The best decision I’ve ever made in my life is to literally board the first flight back to Auckland, New Zealand to take care of my grandfather who was in palliative care as soon as he was admitted. No one knew how much time he had left & I only had 1 thing in my mind- just to be there in front of him. I was by his side for about 8 weeks & I’m so thankful for that opportunity. I was prepared for him to go, but I was not prepared on the aftermaths of death. I learned a lot after his death but here are my 3 takeaways from spending some time at the hospice.
- Most people don’t see people as who they are but they see them as how they play a role in their lives. This creates expectations of people – which isn’t always a good thing. A normal functioning person cannot expect them to do literally anything. I feel like this concept is hard to grasp for some people. Daughters would expect their old father to still hold that “father” role. Some children can’t see the person for who they are, they see them for the role they played in their lives. Once you assign that role, you expect the person to follow through with that role’s responsibilities and expectations. I think its important to celebrate the patients lives as who they were, as all the roles they have played, as well as just celebrate them for being them.

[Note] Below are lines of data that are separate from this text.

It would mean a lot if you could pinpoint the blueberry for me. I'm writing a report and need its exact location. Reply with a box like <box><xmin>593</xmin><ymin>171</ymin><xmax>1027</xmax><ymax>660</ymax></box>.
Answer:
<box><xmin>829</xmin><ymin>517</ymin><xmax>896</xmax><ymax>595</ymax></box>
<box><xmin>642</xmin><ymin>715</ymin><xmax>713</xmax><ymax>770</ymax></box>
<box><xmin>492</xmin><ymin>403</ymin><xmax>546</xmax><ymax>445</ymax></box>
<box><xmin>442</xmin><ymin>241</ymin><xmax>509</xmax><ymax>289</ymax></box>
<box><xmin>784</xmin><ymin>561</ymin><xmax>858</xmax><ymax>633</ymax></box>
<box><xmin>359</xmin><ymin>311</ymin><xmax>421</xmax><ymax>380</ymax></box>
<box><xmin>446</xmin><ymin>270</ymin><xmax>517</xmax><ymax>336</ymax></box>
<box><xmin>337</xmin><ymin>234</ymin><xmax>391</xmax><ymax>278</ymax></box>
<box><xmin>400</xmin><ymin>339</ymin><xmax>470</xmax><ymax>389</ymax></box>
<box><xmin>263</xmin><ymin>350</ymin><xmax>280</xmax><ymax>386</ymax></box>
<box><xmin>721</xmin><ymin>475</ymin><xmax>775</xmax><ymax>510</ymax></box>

- People need patience. The caregiver or relative needs to have full 100% energy, strength, and patience to take care of the elderly and not put the pressure on them to do something. Its important to keep encouraging them to move around and do activities but also important to let them know its okay that they’re unable to do something or remember something. Being restless with them will only upset them, they’re just big babies.
- People need Love.The caregivers are sometimes immune to the patient’s pain or symptoms. The patients enter that facility because they’re in palliative care so everyone is prepared that the person is going to die. I honestly believe that the patients can live longer if they were given a little bit of personal attention / love. Instead of everyone just doing all the “necessary” duties like feeding them, showering them, and giving them medicine. Those are important but it is also important to show them love human to human. Make them feel loved or happy in their last days. Even if it is a dementia patient who wont remember the conversation, deep down they’ll remember how you made them feel.